Meghan’s options were not encouraging. The direct stick embolization in 2019 was nothing short of a disaster. This tumor was deep. Excising it was advised against by the orthopedist as he could offer no promises after cutting through that much muscle that the leg would ever be the same. But, instead of pushing Meghan into a box, this doctor listened, and he thought. And he treated her like a human. When we went into his office, her images were already up, on a huge screen. He looked at me and told me that Meghan’s tumor must hurt. And while I understood on whatever level a bystander could, the extreme pain she was in, I so desperately appreciated the doctor who was advocating for my girl. SHE must have felt a relief even I could not fully understand.
Here in front of her was a real doctor, expressing how oddly placed her tumor was. Explaining how and why the pain was often just unreal. And, offering to try something new. Something outside the box. Because he wanted to help. He connected already with the orthopedist we love. He mentioned consulting with other hospitals and was willing to talk to anyone, to literally move mountains to try to help. He suggested cryoablation-freezing the tumor out. And we were intrigued because it made sense. And, it just might work.
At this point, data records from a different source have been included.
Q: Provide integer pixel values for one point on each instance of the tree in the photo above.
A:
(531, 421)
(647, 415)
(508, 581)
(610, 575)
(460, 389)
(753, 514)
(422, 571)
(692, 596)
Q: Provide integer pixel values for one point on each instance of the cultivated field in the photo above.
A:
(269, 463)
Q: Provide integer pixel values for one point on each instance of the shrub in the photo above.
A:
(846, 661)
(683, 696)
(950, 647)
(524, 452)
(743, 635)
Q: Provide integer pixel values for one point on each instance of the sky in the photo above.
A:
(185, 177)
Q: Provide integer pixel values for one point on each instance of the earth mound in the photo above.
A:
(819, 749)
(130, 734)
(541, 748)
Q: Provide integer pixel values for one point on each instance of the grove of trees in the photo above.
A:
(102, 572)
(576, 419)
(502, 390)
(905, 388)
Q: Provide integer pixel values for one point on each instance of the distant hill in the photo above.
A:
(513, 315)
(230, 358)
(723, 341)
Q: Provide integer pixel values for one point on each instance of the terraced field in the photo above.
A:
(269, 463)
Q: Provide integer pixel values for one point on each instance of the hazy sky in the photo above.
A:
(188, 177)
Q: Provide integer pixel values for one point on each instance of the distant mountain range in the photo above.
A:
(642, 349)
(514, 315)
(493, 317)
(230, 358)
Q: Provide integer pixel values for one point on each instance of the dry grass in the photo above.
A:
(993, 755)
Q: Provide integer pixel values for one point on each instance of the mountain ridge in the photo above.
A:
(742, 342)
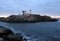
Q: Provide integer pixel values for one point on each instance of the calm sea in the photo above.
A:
(41, 31)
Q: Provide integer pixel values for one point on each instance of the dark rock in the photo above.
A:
(5, 32)
(32, 18)
(15, 38)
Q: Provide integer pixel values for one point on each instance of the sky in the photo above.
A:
(43, 7)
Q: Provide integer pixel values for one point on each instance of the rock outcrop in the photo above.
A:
(27, 18)
(8, 35)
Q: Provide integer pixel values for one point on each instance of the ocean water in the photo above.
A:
(41, 31)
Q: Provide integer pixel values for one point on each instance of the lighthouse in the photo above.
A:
(30, 11)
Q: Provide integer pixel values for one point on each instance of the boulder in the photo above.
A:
(15, 38)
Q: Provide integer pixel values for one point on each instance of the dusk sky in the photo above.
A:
(44, 7)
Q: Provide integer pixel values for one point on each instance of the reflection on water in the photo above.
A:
(42, 31)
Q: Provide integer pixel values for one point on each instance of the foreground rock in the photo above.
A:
(27, 18)
(8, 35)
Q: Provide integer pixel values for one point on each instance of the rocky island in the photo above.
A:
(27, 18)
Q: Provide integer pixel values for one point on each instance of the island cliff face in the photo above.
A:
(27, 18)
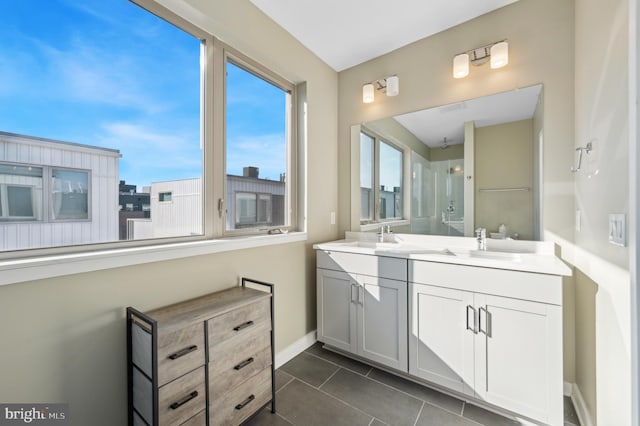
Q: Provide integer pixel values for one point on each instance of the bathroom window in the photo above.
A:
(381, 179)
(259, 148)
(206, 117)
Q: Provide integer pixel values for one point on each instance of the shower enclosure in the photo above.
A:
(438, 196)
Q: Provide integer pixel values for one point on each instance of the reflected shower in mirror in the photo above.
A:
(471, 164)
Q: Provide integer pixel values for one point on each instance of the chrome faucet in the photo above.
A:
(382, 231)
(481, 236)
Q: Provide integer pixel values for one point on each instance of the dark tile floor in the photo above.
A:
(319, 387)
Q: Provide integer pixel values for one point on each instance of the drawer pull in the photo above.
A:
(245, 402)
(184, 400)
(183, 352)
(243, 326)
(243, 364)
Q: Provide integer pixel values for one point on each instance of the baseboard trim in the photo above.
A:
(572, 390)
(291, 351)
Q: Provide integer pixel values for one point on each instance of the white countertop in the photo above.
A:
(527, 256)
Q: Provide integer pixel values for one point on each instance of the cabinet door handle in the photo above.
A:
(245, 402)
(243, 326)
(184, 400)
(183, 352)
(473, 315)
(487, 321)
(243, 364)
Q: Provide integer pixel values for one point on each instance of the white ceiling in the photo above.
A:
(432, 125)
(344, 33)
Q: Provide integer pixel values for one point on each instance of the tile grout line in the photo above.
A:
(339, 365)
(341, 401)
(389, 386)
(329, 378)
(289, 381)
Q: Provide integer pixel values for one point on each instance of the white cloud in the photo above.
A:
(267, 152)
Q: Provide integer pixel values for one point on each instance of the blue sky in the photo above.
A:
(108, 73)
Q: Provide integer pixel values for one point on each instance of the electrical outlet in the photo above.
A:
(617, 229)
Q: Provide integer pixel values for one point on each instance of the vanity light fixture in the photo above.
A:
(497, 53)
(389, 85)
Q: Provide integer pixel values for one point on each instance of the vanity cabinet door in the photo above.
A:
(382, 321)
(519, 356)
(441, 336)
(337, 294)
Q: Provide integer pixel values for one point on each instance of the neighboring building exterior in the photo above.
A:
(176, 206)
(133, 205)
(252, 201)
(55, 193)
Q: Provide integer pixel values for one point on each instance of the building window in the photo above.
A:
(381, 179)
(258, 145)
(69, 194)
(111, 132)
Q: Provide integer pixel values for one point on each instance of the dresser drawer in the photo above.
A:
(182, 399)
(240, 322)
(235, 368)
(180, 352)
(237, 404)
(199, 419)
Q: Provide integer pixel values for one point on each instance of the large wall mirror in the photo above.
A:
(466, 165)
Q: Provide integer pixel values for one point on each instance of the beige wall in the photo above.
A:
(535, 29)
(64, 339)
(503, 159)
(602, 276)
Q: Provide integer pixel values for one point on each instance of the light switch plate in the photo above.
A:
(617, 229)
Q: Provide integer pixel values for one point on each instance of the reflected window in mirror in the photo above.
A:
(390, 182)
(367, 161)
(381, 179)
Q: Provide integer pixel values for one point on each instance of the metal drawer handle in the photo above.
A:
(243, 326)
(243, 364)
(245, 402)
(184, 400)
(183, 352)
(474, 328)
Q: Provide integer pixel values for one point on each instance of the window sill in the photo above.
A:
(21, 270)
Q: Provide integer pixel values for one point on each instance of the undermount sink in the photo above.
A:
(494, 254)
(398, 248)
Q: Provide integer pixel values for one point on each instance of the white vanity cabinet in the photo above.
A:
(504, 350)
(362, 306)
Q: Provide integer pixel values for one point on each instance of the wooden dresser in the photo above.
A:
(204, 361)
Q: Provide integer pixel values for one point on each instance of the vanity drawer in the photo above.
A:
(183, 398)
(237, 404)
(180, 352)
(240, 322)
(235, 368)
(364, 264)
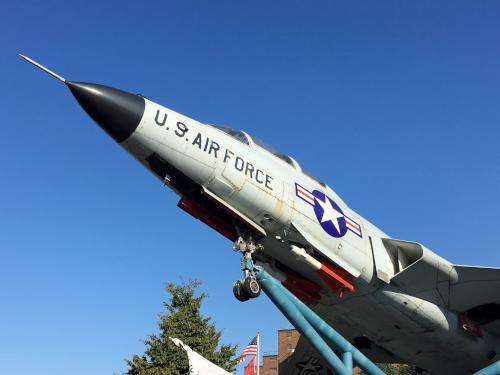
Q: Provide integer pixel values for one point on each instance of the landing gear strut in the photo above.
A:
(248, 287)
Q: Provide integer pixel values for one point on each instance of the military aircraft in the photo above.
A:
(396, 300)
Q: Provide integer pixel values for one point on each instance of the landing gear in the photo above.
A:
(248, 287)
(239, 291)
(252, 286)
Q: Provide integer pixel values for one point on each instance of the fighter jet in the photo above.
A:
(395, 300)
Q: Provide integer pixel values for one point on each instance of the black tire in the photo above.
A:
(240, 292)
(252, 287)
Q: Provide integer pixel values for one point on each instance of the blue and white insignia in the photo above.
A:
(328, 213)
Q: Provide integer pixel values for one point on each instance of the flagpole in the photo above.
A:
(258, 353)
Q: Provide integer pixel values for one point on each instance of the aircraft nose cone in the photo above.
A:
(117, 112)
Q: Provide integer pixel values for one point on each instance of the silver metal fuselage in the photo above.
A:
(409, 321)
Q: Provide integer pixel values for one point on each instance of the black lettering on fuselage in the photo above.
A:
(158, 116)
(269, 179)
(239, 163)
(214, 146)
(257, 176)
(249, 170)
(226, 155)
(181, 130)
(197, 140)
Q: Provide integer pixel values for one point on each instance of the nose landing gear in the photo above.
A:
(248, 287)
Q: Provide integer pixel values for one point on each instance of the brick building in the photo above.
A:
(287, 341)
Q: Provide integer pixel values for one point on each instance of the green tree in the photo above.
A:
(183, 320)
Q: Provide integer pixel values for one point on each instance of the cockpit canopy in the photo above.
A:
(250, 141)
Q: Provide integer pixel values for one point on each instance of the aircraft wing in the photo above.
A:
(304, 361)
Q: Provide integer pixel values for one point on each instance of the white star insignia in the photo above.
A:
(330, 213)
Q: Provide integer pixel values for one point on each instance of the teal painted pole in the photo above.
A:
(493, 369)
(296, 307)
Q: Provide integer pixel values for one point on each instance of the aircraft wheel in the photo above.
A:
(240, 292)
(252, 287)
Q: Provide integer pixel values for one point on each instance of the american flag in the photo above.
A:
(251, 349)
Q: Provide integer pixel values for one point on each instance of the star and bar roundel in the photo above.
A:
(330, 216)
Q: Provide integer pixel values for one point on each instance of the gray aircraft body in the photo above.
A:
(395, 300)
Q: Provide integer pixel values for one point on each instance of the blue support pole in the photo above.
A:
(493, 369)
(315, 329)
(272, 289)
(321, 335)
(347, 359)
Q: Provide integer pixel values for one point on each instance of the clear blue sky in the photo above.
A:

We talked about the week of May 16th as a target date. It was the week after final exams and made the most sense. They made it happen. This doctor consulted, studied, game planned, changed plans, kept Meghan and I informed, and answered any question she had, and then some. Gave her his email. Called her at college. He treated her like a real, actual important human being. A whole person.
And so Wednesday morning, May 18th, we walked into the hospital at 6:45 AM. By 8:45 she went one way and Ella and I another. The doctor called me mid-morning to update me on the transition. He knew I’d be worried. Then, almost 4 hours later Ella and I met him in the hallway as he showed me pictures of the tumor, then the area where the tumor had been prominent. Then the site before and after the cryoablation. He said from his seat it went as close to plan as it could have.
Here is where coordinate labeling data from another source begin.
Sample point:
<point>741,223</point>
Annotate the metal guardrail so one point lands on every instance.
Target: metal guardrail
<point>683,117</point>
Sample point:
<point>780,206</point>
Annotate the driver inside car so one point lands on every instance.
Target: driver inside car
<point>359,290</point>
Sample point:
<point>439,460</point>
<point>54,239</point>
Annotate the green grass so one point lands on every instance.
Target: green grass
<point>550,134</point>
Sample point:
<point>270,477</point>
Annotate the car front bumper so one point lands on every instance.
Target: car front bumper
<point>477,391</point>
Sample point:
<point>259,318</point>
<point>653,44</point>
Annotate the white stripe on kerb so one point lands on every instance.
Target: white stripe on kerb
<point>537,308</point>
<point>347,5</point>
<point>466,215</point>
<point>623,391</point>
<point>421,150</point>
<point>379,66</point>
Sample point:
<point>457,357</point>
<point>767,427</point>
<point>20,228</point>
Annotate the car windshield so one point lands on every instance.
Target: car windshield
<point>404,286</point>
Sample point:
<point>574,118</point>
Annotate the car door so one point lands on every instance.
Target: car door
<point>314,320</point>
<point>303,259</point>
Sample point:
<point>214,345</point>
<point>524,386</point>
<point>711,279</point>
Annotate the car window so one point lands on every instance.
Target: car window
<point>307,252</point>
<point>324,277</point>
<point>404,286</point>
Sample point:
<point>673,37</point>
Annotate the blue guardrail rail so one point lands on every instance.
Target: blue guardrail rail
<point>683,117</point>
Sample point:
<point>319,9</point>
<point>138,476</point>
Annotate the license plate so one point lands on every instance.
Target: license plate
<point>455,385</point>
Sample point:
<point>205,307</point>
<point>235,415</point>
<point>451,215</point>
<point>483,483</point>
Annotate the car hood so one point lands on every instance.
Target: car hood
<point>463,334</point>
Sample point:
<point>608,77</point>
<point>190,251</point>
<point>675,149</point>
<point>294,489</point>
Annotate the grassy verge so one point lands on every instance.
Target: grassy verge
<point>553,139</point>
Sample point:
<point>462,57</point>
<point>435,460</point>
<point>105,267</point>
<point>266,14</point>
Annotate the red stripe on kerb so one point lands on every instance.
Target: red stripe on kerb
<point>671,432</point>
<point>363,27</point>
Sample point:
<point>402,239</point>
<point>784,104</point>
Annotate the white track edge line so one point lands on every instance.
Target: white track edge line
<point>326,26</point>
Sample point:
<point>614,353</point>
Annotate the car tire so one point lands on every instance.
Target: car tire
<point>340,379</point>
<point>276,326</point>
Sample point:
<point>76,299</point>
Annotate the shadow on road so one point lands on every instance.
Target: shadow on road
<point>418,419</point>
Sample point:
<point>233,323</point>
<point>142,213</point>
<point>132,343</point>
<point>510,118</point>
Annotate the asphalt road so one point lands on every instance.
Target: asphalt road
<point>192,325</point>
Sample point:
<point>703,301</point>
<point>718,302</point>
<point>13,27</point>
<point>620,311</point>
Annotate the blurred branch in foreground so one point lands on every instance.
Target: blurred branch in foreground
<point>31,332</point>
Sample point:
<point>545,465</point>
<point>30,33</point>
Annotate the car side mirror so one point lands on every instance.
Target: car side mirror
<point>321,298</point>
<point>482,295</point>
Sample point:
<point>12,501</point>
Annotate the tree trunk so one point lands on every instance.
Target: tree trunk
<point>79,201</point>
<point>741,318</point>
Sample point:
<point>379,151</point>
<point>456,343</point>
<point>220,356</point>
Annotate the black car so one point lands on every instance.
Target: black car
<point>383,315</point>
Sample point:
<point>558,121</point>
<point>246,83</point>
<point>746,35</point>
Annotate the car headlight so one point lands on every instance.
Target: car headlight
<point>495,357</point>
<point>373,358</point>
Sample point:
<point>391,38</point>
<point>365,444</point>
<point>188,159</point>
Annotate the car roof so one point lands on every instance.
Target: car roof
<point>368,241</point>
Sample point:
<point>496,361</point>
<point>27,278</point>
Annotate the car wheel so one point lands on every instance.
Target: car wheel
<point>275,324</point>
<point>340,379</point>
I wanted to hug him. I doubt he had any idea how much his efforts mean. I doubt he truly knows that being treated like a human was so strange, and so utterly amazing.
Maybe this PTEN awareness month we will reach another doctor who wants to learn. Maybe we will reach a doctor who wants to think outside the box, and will understand that it is sometimes critical that they do so. Maybe we will reach a person who schedules appointments who will understand the desperation in our voices when we need to schedule that next one after work. Maybe we will reach someone who needs to hear this message and will use the knowledge to impact a patient in a great or small way. Maybe they will leave us a message here and let us know.
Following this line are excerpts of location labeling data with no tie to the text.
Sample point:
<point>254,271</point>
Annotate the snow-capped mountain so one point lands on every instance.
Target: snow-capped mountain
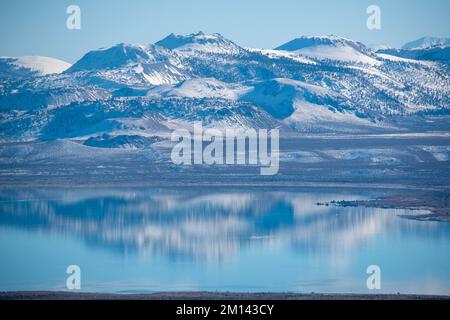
<point>20,67</point>
<point>129,94</point>
<point>426,43</point>
<point>425,49</point>
<point>200,43</point>
<point>330,47</point>
<point>129,64</point>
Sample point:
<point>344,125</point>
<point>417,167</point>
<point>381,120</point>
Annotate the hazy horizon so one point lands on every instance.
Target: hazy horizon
<point>30,29</point>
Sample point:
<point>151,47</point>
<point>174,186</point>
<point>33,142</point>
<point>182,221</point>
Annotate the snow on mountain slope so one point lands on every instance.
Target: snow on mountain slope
<point>200,43</point>
<point>125,95</point>
<point>15,67</point>
<point>331,47</point>
<point>130,64</point>
<point>426,42</point>
<point>283,54</point>
<point>201,88</point>
<point>428,54</point>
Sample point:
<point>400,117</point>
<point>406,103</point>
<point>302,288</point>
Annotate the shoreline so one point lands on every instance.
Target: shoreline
<point>204,295</point>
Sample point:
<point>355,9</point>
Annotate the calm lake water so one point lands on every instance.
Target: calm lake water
<point>146,240</point>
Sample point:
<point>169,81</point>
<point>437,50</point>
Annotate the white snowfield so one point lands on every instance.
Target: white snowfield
<point>41,65</point>
<point>131,93</point>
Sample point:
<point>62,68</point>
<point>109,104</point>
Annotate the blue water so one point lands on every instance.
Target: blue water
<point>146,240</point>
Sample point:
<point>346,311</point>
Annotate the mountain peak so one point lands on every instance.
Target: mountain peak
<point>330,47</point>
<point>199,42</point>
<point>31,66</point>
<point>426,43</point>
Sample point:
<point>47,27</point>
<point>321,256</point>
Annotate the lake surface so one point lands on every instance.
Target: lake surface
<point>147,240</point>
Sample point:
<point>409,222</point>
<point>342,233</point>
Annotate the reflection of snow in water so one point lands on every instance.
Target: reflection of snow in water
<point>200,224</point>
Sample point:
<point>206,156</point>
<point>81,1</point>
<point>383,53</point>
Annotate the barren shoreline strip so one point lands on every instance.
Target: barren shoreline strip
<point>203,295</point>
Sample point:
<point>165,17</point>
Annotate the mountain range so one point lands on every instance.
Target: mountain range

Or maybe the very special Interventional Radiologist, and the hematologist who took the time and the risk without a face-to-face, and the orthopedist who never ever gives up will see this and know they have made an epic difference. Maybe that is enough. Because we will never be able to repay them, and no kind word is ever wasted.
We are still in the early stages of recovery. We have no idea what the long-term response will be. But, we have opened a tiny window and allowed HOPE to creep back into our worlds, and that, well, that is everything.
Gratitude, Grace, and Grit. #beatingcowdens takes all three and then some.